The next student said he understood why his colleague didn’t like identifying as a combat veteran. He explained that his brother, who was serving in the military at the time, disliked the empty flatteries soldiers are often showered in. The praise didn’t comport with the traumatizing conditions and the moral ambiguities that characterized his experience. How could they when, according to the civilian brother, some of what he was asked to do as a soldier felt wrong.
A third student explained that she understood what her classmates were talking about. She said her stepfather, who fought in the Vietnam war, didn’t like talking about his experience in the military. She sees the pain and discomfort in his eyes when people ask insensitive questions like, “So, did you kill anybody over there?” “How many did you kill?” Missing from such questions is the basic awareness that killing another person is always a traumatizing experience to a healthy and humane person.
This is not to say that all soldiers share such feelings. Two of the veterans in the class spoke more favorably about their experience in the military. Both men were proud to identify as veterans. It’s also worth noting that neither had seen combat, reminding us that not all veterans have the same military experience and not all veterans assess their experiences the same. To this point, a veteran from a different class, during the same semester, wrote about his struggle with alcoholism in the wake of his service. “As a medic, and through my military service, I have seen awful things,” the student wrote. “In order for me to get sober and remain that way, I had to address some demons that were very deep inside, that I had intentionally buried for the sole purpose of never being found.”
Being reflective and honest we have to admit that some of the “thanks” given to veterans are empty gestures—perfunctory platitudes. As veteran and veteran studies scholar, Eric Hodges, pointed out in his 2013 Ted Talk (see video below), empty praise without genuine consideration of what it means to be a veteran can contribute to soldiers feeling even greater alienation in civilian life. For there to be genuine meaning in our thanks there must be some depth of understanding. Veteran Jake Wood writes,
“The health of our all-volunteer force rests on our nation's ability to understand what life in the military and at war entails. A poor understanding leads to poor policy decisions—both during peace and during war.”

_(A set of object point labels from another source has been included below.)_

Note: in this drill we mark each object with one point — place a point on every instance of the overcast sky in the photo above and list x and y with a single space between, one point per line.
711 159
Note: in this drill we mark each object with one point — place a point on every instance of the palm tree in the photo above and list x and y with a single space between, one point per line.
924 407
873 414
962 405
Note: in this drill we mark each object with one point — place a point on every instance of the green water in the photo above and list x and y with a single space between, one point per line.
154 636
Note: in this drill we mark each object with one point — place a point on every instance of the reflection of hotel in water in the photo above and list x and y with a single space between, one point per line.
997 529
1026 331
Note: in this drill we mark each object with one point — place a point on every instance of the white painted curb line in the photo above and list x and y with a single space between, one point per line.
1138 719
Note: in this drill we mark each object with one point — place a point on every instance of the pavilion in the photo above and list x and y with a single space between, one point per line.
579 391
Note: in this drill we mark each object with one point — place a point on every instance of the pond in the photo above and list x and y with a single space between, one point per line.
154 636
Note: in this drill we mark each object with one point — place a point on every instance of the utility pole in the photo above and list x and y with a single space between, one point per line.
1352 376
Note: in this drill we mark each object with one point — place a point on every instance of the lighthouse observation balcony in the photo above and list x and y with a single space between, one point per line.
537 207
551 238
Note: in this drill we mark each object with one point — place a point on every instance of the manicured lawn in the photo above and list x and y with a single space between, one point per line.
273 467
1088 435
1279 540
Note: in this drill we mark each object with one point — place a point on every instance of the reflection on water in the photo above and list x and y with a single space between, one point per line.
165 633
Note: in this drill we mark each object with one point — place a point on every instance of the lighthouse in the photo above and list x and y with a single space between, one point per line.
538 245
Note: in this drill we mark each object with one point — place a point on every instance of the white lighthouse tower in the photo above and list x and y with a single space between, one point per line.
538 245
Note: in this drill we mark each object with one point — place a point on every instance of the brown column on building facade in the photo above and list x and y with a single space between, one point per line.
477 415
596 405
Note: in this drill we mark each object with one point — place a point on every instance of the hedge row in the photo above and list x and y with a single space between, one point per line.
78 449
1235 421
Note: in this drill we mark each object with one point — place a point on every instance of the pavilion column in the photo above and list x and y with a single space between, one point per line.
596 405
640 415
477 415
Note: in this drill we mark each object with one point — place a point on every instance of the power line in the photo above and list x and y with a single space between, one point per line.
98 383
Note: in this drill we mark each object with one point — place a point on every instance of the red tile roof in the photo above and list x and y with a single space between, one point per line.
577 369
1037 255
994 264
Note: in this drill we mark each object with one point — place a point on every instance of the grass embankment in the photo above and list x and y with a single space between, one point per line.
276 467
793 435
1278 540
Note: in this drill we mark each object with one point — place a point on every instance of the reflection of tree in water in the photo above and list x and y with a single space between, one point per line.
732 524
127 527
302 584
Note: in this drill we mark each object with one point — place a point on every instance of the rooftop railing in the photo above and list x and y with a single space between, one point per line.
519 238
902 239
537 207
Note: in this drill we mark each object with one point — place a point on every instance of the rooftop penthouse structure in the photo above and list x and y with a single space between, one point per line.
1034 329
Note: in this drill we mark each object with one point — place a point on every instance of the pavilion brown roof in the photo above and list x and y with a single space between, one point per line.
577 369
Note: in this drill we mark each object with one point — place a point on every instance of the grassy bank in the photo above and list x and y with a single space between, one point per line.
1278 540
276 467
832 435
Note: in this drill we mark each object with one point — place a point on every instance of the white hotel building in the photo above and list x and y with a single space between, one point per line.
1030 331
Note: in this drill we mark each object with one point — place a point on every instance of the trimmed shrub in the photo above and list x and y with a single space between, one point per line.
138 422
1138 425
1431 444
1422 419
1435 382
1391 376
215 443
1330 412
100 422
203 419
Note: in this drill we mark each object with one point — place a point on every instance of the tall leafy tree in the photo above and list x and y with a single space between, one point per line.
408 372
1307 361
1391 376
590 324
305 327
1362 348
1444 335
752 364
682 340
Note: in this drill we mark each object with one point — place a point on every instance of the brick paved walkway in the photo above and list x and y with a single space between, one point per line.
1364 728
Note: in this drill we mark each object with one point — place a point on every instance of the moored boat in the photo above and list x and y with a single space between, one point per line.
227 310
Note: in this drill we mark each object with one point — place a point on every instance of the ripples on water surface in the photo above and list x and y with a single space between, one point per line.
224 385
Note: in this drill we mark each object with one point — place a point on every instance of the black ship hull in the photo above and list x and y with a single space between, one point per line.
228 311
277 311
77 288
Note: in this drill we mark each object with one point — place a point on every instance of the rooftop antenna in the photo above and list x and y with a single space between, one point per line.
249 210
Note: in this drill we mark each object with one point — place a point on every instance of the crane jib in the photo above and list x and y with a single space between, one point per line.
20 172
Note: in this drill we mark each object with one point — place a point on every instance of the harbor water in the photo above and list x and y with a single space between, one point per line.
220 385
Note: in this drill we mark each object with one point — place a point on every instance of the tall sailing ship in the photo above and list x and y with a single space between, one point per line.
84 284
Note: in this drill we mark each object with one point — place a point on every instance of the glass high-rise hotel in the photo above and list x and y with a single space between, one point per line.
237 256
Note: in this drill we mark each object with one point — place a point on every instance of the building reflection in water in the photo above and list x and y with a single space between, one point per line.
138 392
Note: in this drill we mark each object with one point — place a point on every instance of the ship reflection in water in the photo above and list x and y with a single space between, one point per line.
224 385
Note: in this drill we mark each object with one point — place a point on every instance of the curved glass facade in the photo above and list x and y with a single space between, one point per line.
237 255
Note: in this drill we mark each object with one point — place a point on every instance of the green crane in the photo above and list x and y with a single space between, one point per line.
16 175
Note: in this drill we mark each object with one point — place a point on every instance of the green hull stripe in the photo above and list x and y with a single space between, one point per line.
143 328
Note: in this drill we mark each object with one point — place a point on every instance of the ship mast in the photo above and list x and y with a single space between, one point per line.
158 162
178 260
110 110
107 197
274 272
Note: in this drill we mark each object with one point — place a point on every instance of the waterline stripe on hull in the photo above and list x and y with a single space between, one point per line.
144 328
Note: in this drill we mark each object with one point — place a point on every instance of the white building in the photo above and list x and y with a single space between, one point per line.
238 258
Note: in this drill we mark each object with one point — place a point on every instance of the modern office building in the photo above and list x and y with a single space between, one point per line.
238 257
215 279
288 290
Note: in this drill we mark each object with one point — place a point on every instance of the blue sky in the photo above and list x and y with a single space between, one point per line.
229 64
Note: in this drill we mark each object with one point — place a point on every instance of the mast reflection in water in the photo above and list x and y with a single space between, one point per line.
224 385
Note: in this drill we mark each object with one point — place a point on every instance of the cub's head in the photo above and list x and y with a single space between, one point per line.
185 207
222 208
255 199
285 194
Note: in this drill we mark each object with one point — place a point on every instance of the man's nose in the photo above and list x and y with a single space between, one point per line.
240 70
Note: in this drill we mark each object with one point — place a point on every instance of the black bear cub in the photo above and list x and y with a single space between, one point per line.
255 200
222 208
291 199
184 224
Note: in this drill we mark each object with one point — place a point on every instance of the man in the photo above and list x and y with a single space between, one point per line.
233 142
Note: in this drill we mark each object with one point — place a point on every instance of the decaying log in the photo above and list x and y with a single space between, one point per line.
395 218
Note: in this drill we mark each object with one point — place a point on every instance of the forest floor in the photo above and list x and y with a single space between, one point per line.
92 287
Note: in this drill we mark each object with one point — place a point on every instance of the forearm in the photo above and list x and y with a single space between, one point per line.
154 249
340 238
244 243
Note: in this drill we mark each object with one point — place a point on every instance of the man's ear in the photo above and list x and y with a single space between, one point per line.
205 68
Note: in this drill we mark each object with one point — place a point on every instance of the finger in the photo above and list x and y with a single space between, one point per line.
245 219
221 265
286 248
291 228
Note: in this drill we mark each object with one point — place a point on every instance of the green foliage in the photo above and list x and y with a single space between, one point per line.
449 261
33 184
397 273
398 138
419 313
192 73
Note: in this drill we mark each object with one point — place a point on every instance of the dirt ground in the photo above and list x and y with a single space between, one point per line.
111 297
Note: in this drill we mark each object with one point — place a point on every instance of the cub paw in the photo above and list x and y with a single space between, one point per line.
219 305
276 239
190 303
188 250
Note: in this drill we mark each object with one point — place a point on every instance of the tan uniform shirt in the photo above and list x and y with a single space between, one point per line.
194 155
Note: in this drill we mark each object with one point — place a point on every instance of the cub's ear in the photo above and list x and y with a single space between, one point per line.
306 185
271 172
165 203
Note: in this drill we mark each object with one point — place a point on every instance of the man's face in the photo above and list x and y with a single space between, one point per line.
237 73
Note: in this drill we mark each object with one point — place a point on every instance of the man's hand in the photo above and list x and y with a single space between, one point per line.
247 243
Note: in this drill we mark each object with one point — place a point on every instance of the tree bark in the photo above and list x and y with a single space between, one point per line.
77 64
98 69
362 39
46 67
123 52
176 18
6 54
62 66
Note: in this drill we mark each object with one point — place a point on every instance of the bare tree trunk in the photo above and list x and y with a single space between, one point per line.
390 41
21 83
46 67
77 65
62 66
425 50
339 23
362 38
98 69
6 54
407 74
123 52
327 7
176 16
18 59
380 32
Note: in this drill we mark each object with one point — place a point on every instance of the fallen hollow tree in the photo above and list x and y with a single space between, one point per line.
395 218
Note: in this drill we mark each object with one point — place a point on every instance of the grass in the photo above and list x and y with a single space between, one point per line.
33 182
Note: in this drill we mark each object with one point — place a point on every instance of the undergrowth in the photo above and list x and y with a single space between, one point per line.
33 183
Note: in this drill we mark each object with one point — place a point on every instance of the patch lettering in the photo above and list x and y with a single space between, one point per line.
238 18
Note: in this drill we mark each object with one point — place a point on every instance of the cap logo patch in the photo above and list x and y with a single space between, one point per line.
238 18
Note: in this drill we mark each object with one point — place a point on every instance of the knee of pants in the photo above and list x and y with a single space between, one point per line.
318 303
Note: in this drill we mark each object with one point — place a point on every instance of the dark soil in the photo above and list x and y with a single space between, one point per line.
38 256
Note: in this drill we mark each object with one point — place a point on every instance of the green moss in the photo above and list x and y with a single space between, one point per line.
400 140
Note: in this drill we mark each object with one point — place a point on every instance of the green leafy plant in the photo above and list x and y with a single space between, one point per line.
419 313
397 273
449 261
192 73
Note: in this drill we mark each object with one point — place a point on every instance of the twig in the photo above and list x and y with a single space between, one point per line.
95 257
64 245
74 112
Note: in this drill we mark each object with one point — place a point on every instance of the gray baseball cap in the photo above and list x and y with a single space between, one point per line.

Pursuing a genuine understanding of war would force us to deal with moral complexities and civic responsibilities many of us have grown accustomed to pushing to the side. Taking this step requires us to do more than “thank” veterans; it requires us to attentively and empathetically talk with them about their experience. When it comes to matters of war and peace, we should exchange pleasantries for genuine listening and conversation. And we should never lose sight of the fact that we are ultimately civically responsible for sending our men and women in uniform into combat. This responsibility should never be taken lightly or allowed to drift too far from our minds as we carry out our duty as citizens in a free and democratic society.